Scrapy is a powerful Python framework for web scraping. It allows you to efficiently extract data from websites by defining rules and using built-in classes such as Rule and LinkExtractor. In this blog post, we will explore how to use Scrapy’s Rule and LinkExtractor to scrape data from web pages.

Rule

The Rule class in Scrapy allows you to define a set of rules for following links and extracting data. It takes several parameters, including the link extractor, callback function, and other optional parameters.

Here’s an example of defining a Rule:

from scrapy.linkextractors import LinkExtractor
from scrapy.spiders import CrawlSpider, Rule

class MySpider(CrawlSpider):
    name = 'myspider'
    allowed_domains = ['example.com']
    start_urls = ['http://www.example.com']

    rules = (
        Rule(LinkExtractor(allow='/page/'), callback='parse_page', follow=True),
    )

    def parse_page(self, response):
        # Code to extract data from the page

In the above example, we define a Rule that uses the LinkExtractor class to extract links that have “/page/” in their URL. The callback function “parse_page” is then called on each extracted link.

LinkExtractor

LinkExtractor is a class that allows you to define how links are extracted from web pages. It accepts various parameters to define the pattern for extracting links.

Let’s see an example of how to use LinkExtractor:

from scrapy.linkextractors import LinkExtractor

# Create a LinkExtractor object with specific parameters
link_extractor = LinkExtractor(allow='/page/', deny=('logout',))

# Extract links from a web page
links = link_extractor.extract_links(response)

In the above example, we create a LinkExtractor object with “allow” parameter set to ‘/page/’, which means it will only extract links that have ‘/page/’ in their URL. We also provide a “deny” parameter to exclude links containing ‘logout’ in their URL.
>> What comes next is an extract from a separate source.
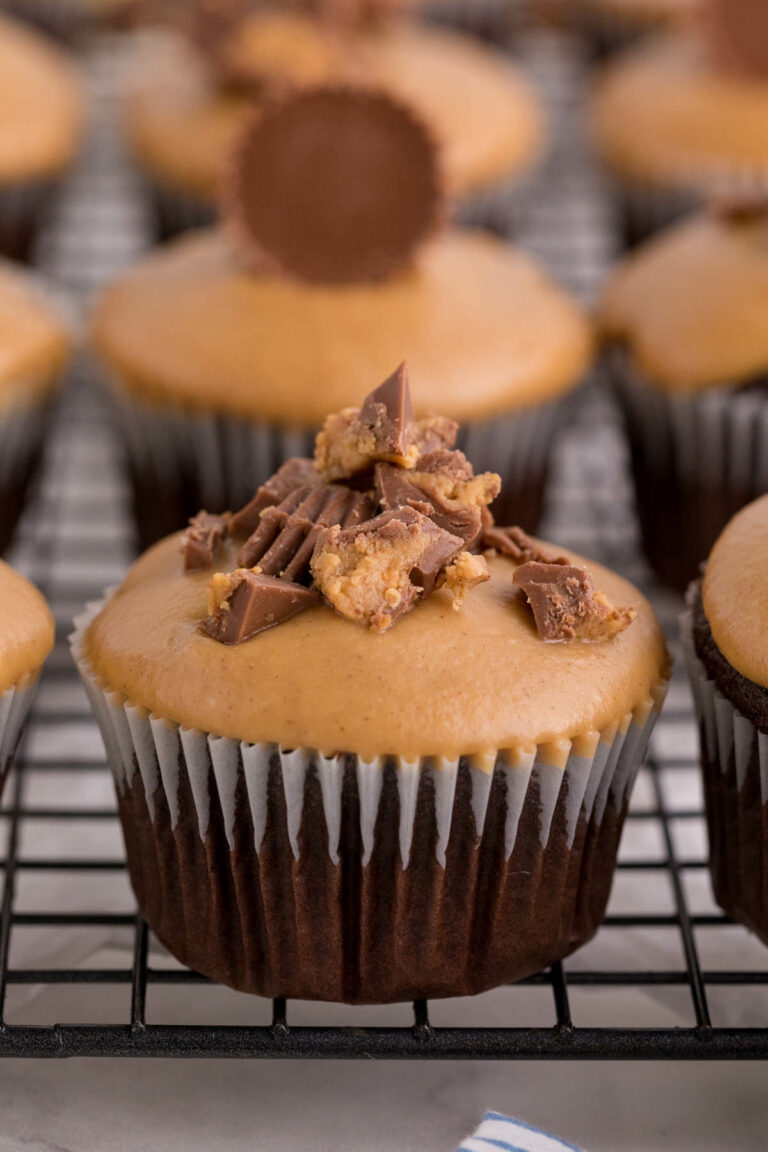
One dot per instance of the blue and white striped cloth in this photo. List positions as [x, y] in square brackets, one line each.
[502, 1134]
After creating the LinkExtractor object, we can use the extract_links() method to actually extract links from a web page. The response parameter is the Scrapy response object representing the web page to extract links from.

Conclusion

Scrapy’s Rule and LinkExtractor are powerful tools for defining scraping rules and extracting links from web pages. By using these classes, you can easily navigate through websites and extract the desired data for your web scraping projects.